I’ve been submerging myself in Proverbs lately in order to gain some much-needed wisdom. My heart kept catching at different verses about different things, but a theme caught my eye. It’s a theme that has lent to me rediscovering myself; a theme that has allowed me to shed my burdens and dance in freedom. It’s a theme I had head-known but it had not quite made its way into my heart…until recently.
‘Trust in the Lord with all your heart and lean not on your own understanding; In all your ways acknowledge Him, and He will make your paths straight.’ – Proverbs 3:5-6
‘The heart of a man plans his way, but the Lord establishes his steps’ – Proverbs 16:9
‘A man’s steps are directed by the LORD. How then can anyone understand his own way?’ – Proverbs 20:24
As a take charge, type A, likes-to-be-in-control person, I thought I had to make all the plans myself once I heard the call. I thought it was up to me to figure out how to make it work since He was good enough to tell me the end goal. I saw it as a sort of test to see if I was dedicated enough, bold enough, smart enough, or just plain enough to get there.
And the worst part…I didn’t even realize I had been thinking like that!
If you’ve been around here for a while, you’d know that I don’t ask for help very easily and my self-sufficiency gets the best of me more often than not. So, I shouldn’t have been surprised that my default setting of putting the burden of figuring out the ‘how’ of my calling now that I have the ‘what’ isn’t how it’s supposed to be at all. (One day, I’ll remember that!)

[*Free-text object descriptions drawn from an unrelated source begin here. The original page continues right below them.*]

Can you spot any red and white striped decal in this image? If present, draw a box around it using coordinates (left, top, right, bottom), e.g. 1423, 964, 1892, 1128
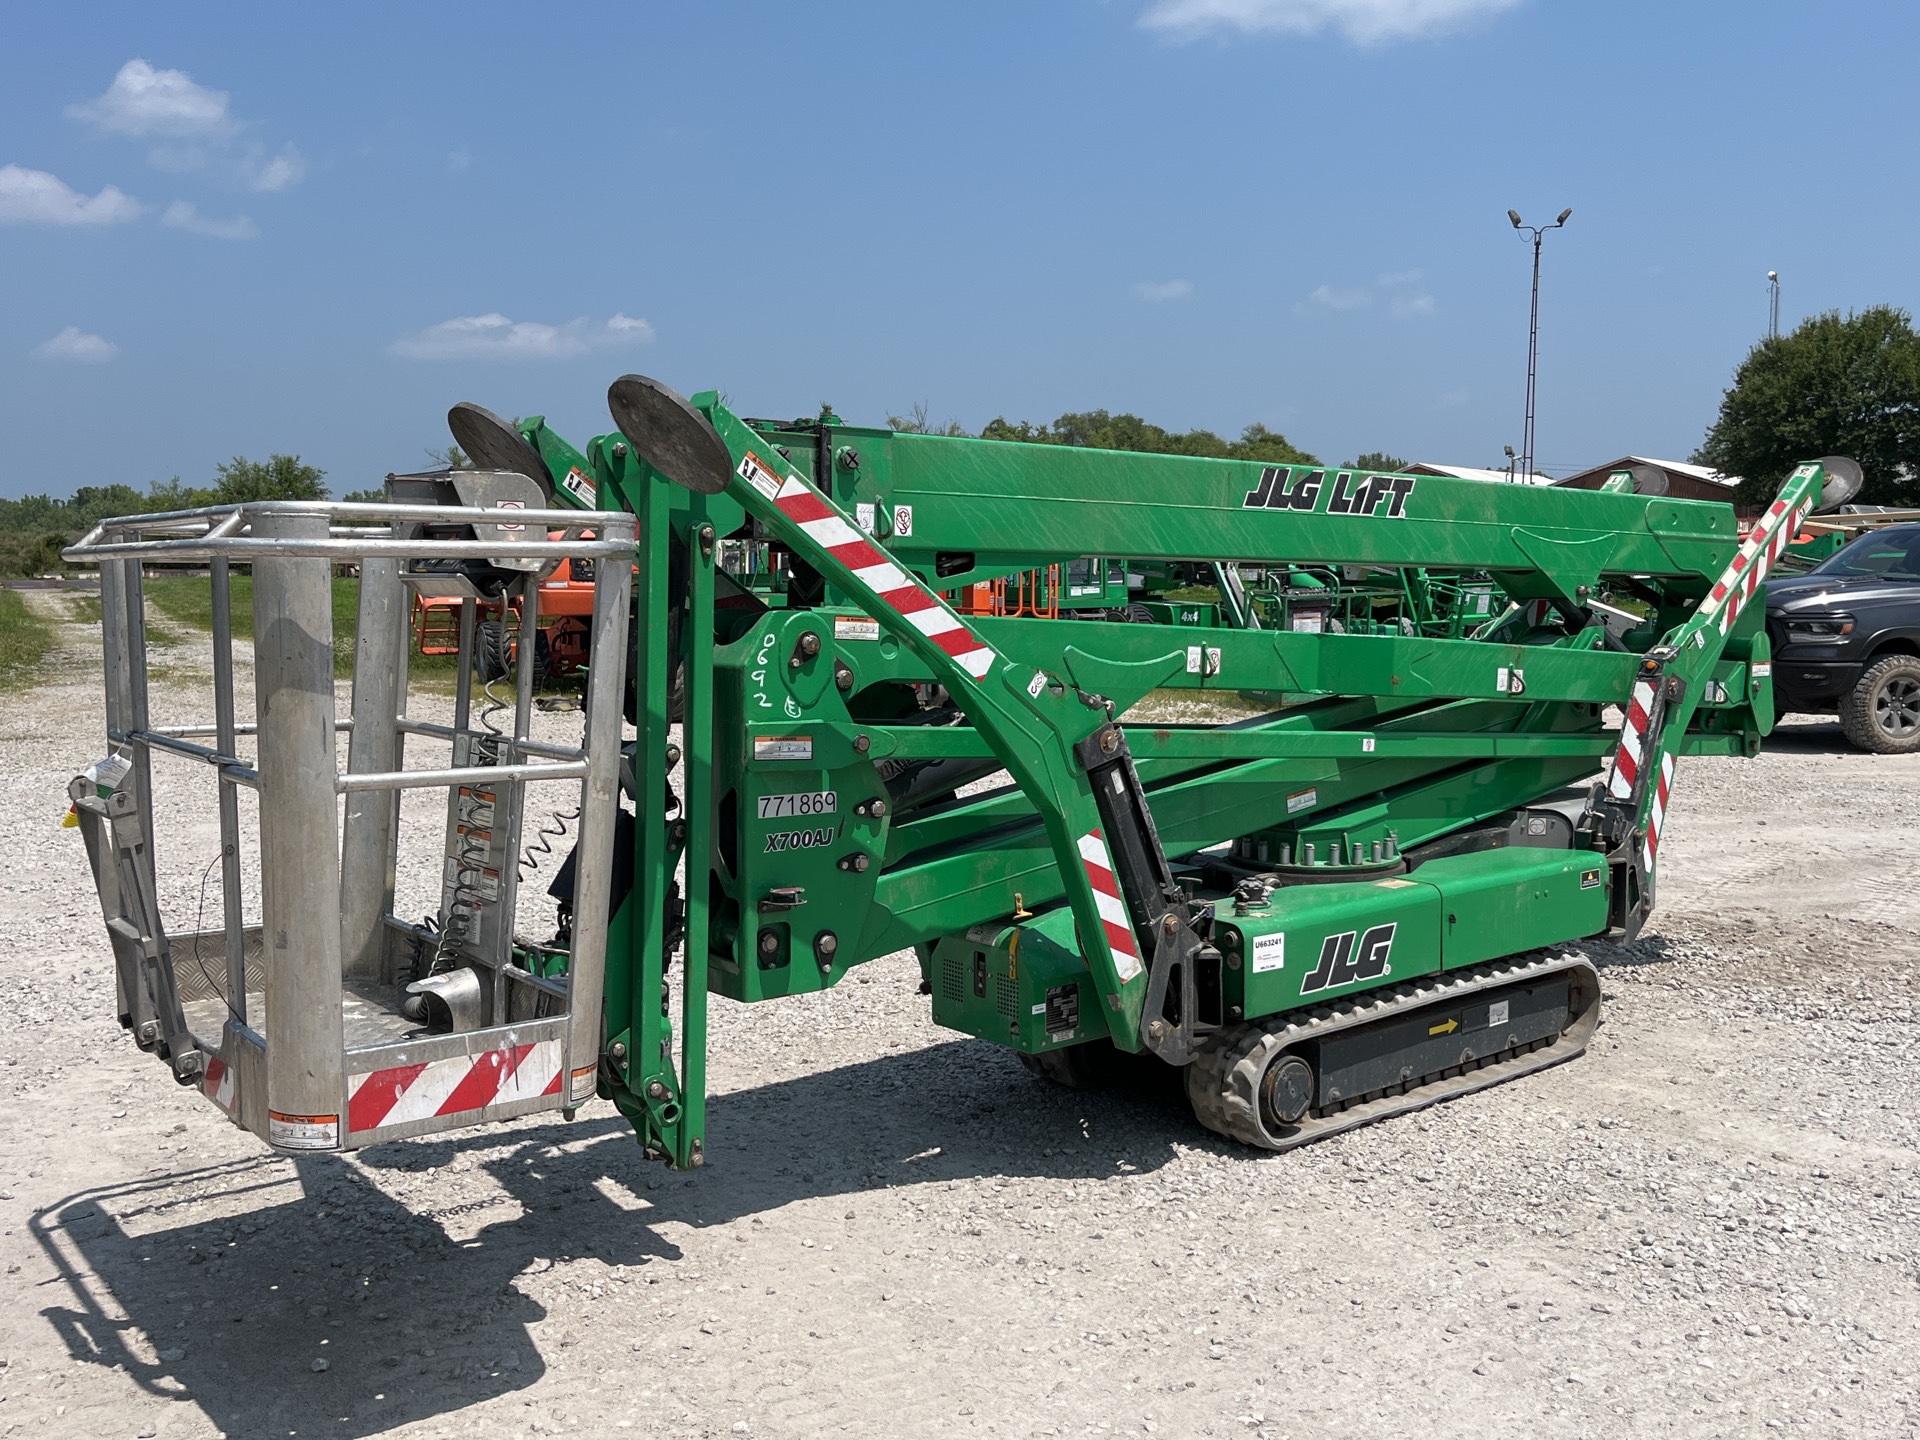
1642, 754, 1675, 870
1076, 829, 1144, 984
202, 1054, 236, 1115
1606, 677, 1659, 800
346, 1038, 563, 1135
739, 451, 998, 681
1702, 493, 1808, 636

So, when I read those verses my heart caught- it was the water in the scorched desert she had been searching, longing for. She made me stop and drink deeply from the truths of these verses.
It is not up to me.
It is NOT up to me.
It is not UP to me.
It is not up to ME.
I’m along for the ride. He is guiding my steps, my path, my future. He knows how it is going to work out, what it will look like, and when it will happen. I’m not in control nor am I expected to be in control. I just have to obey His voice and trust in His time. I don’t have to figure it all out because my God has already done all the leg work to get me to where He wants me in His perfect timing.
Do you know how freeing that is?!
I knew God had a purpose for my life and I knew He’d reveal it to me when I was ready. I had just
completely missed forgotten that He is in the details too. My heart finally understands that and she is rejoicing in the weight that has been taken from her.
So, tell me, how has God been revealing Himself to you lately?